In the non-self ping case the client will probably have to do an I/O wait to read the response back. If the client system is busy, then there can be considerable delay before the client task is dispatched again. This may occasionally lead to much longer RTT times being recorded by ping than are seen on the wire. For example, 10,000 pings to hershey.lbl.gov from minos.slac.stanford.edu on 4/5/1999 gave an Inter Quartile Range (IQR) of 1 msec (2 msec.), a median of 4 msec (5 msec.), that fell off exponetially between 4 msec & 25 msec with an R2 of 0.93 (or in other words a good fit), but had 13 (15) RTTs > 30 msec with a fairly flat distribution from 40 to 360 msec.(the numbers in parentheses in this sentence are for the reverse direction). For both these hosts (minos and hershey) the self-pings had a probability of < 0.1% of being > 1 msec. The large RTTs of these few outliers suggests that using the maxima, or any statistic that is sensitive to large outliers is not a good idea.

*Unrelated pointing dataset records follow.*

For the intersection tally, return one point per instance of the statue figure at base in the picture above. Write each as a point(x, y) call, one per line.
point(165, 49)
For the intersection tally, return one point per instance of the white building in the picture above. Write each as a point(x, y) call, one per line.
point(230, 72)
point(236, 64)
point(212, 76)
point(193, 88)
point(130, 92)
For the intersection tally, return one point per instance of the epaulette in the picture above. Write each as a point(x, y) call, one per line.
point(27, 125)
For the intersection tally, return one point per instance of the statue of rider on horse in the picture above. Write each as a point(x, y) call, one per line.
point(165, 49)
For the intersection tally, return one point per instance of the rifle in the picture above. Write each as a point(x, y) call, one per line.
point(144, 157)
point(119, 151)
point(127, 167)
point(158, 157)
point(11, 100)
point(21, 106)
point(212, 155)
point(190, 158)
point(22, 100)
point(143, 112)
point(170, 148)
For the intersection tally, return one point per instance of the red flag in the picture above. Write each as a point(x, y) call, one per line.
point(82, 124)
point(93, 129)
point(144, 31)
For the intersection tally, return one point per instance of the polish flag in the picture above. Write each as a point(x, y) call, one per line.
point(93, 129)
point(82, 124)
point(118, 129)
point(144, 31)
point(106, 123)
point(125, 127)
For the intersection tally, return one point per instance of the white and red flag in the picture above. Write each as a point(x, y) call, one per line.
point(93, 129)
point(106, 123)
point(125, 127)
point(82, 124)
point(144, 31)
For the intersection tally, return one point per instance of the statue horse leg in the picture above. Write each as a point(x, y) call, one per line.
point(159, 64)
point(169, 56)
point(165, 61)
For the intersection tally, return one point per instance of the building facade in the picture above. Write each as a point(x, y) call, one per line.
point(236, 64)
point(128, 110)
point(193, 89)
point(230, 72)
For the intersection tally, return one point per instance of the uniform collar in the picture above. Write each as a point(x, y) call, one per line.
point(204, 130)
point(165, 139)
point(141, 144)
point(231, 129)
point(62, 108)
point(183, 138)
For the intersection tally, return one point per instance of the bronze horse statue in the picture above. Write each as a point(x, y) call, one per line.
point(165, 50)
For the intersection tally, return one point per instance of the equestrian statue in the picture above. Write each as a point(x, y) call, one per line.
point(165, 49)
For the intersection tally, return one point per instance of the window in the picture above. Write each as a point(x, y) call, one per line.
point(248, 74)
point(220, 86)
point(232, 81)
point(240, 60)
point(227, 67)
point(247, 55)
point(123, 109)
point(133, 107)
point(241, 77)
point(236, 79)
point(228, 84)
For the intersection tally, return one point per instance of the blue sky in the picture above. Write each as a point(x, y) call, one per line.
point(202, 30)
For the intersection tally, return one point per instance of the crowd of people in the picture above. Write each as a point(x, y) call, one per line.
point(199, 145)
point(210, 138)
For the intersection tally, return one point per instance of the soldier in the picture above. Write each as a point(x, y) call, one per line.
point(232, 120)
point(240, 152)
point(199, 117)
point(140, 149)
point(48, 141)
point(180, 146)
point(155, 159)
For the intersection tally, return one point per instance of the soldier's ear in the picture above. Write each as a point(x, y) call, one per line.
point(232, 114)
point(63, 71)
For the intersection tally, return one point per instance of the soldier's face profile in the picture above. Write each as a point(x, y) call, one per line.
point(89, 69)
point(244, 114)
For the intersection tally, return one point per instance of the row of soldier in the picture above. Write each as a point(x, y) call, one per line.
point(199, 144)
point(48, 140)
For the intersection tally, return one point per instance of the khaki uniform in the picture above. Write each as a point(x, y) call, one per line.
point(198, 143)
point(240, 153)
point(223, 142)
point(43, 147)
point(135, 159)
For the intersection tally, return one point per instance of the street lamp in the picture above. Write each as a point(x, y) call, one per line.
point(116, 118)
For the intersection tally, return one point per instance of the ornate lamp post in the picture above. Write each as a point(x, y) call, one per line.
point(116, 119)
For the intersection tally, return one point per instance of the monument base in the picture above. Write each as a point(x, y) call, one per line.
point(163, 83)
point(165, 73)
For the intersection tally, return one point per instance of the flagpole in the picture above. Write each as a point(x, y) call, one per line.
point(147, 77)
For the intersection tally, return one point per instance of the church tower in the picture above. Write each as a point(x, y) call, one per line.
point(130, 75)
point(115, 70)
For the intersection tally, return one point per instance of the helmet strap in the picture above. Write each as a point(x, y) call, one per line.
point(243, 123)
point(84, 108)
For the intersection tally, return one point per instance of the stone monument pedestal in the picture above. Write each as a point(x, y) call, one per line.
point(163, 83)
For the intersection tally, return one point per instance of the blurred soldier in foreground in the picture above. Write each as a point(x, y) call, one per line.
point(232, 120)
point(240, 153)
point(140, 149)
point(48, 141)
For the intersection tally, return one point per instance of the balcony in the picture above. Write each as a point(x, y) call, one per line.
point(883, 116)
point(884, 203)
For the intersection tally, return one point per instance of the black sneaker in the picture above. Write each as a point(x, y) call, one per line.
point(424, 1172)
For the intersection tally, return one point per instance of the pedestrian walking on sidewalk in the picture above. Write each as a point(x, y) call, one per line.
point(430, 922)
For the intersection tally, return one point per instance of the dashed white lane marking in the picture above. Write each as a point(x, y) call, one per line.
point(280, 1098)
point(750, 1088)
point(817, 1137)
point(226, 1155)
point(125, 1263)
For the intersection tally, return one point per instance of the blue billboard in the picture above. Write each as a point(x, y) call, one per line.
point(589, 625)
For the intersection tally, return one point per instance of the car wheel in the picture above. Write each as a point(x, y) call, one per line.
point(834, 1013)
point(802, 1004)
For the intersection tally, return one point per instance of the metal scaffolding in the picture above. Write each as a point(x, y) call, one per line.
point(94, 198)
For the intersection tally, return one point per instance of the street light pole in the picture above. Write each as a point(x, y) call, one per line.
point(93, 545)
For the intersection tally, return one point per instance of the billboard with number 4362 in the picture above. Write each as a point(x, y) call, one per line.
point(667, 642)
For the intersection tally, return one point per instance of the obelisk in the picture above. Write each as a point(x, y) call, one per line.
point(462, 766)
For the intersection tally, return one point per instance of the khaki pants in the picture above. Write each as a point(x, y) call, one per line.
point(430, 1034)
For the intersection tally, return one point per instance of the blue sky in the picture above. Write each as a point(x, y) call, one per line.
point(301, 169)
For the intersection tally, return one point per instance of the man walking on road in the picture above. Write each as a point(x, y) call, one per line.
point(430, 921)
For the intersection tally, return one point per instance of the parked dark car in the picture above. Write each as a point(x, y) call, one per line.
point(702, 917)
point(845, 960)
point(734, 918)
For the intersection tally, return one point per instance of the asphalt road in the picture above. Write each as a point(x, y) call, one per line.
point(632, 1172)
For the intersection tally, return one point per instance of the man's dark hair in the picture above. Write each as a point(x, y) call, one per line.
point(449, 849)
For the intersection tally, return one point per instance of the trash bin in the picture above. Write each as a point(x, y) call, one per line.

Thus an alternative is for the host to monitor a second host at the same site in order to get a more realistic idea of the impact of the host on the RTT (this assumes that a response time of a few msec. will be sufficient to cause the ping client to do an I/O wait). When we do this between minos and ns2 (a Sun Sparc 5/70 running SunOS 4.1.3.1), two hosts on the SLAC LAN separated by one router hop, we get a median RTT of 3 msec., an IQR of 1 msec. and a probability of < 0.01% for an RTT of > 10 msec.
Providing an estimate of the error introduced by the remote host requires using a sniffer to measure and compare the wire times of the incoming echo request time with the outgoing echo response time. This is expected to be small (< 1 msec. - for example, on a 166MHz Intel Pentium running Windows 98 it is about 350 usec.) since the echo response is usually done in the kernel and should not require an I/O wait to turn-around the packet. If one is measuring Internet traffic, usually the turn-around time of the remote host will be small compared to the complete ping RTT so it may only be necessary to ensure that this is so, i.e.. ensure the turn-around time is < 1-2 msec, when one is measuring response time of 50 msec. or greater (assuming a systematic error contribution from the monitoring host of < 4% is acceptable).